Le jeudi quinze juillet 1920, Kafka, comme presque tous les jours durant cette période, écrit à Milena Jesenska. Elle est sa traductrice en tchèque de quelques textes. Il doit aller ce jour là au mariage de sa plus jeune soeur Ottla.
"Pourquoi faut-il que je sois un être humain avec tous les tourments attachés à cette condition (la moins claire de toutes), et l'effroyable responsabilité qu'elle comporte ? Pourquoi ne suis-je pas, par exemple, l'heureuse armoire de ta chambre, qui te voit toute entière quand tu es assise dans ton fauteuil ou installée à ton secrétaire, quand tu t'étends ou quand tu dors (béni soit mille fois ton sommeil), pourquoi ne suis-je pas cette armoire ?"
Vous pardonnez les citations n'est ce pas ?
Celle-ci de Nietzsche, sans rapport apparent avec la précédente.
"Comme si une femme sans religion n'était pas pour un homme profond et athée quelque chose de profondément repoussant et ridicule."
Et puis voici Casanova en 1753.
Il prend un café sous les procuraties de la place Saint Marc à Venise "quand un beau masque femelle qui passait me donna galamment un coup d'éventail sur l'épaule." Quelques instants plus tard, elle se présente, c'est une jeune fille qu'il a sauvé d'une chute dans la Brenta le jour précédent (il est furtif et rapide) :
"Je lui ai d'abord dit que je l'aimais, que j'avais une loge à l'Opéra, que je la lui offrais, et que je la servirais pendant toute la foire, si elle voulait m'assurer que je ne perdais pas mon temps.
-Si vous avez donc, lui dis-je, intention de m'être cruelle, je vous prie de me parler franchement.
-Je vous prie de me dire avec qui vous croyez d'être.

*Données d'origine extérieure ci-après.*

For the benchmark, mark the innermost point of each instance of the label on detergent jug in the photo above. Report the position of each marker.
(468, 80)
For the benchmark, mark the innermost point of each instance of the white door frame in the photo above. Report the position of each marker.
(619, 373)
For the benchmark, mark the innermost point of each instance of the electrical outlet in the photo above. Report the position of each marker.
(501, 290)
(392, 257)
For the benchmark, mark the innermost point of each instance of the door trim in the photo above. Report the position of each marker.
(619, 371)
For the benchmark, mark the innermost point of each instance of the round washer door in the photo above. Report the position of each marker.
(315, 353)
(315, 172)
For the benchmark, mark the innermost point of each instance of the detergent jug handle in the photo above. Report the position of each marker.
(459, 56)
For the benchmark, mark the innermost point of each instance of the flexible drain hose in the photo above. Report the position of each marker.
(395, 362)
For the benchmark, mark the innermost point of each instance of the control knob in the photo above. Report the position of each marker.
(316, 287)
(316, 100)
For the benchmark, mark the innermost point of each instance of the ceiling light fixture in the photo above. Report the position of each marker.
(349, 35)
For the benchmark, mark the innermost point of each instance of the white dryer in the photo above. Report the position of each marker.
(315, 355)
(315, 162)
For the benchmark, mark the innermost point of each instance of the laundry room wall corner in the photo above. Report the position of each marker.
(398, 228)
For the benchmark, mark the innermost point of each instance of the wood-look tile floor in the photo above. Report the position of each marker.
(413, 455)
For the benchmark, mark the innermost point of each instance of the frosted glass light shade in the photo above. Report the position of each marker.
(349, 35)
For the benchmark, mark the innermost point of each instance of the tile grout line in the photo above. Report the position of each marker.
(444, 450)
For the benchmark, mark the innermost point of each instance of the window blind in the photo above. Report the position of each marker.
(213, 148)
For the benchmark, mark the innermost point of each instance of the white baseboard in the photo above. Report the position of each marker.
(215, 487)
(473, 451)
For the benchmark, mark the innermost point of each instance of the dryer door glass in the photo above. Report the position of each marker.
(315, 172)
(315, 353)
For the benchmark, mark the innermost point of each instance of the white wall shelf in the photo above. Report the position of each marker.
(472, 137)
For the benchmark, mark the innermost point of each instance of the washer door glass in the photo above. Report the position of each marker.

-Avec une femme toute aimable ou qu'elle soit une princesse, ou de la plus basse de toutes les conditions. Vous me donnerez aujourd'hui des marques de bonté, ou après dîner je vous tirerais ma révérence.
-Vous ferez ce que vous voudrez; mais j'espère qu'après dîner vous changerez de langage, car le ton que vous prenez est fait pour vous faire haïr. Il me semble qu'une explication pareille ne peut aller qu'au moins avoir fait connaissance. Sentez-vous bien cela ?
-Oui : mais j'ai peur d'être attrapé.
-Pauvre homme ! Et par cette raison vous voulez commencer par où on finit.
-Je ne demande que de bons arrhez aujourd'hui; et après vous me trouverez modeste, soumis, et discret.
-Je vous crois très plaisant; je vous conseille de vous modérer."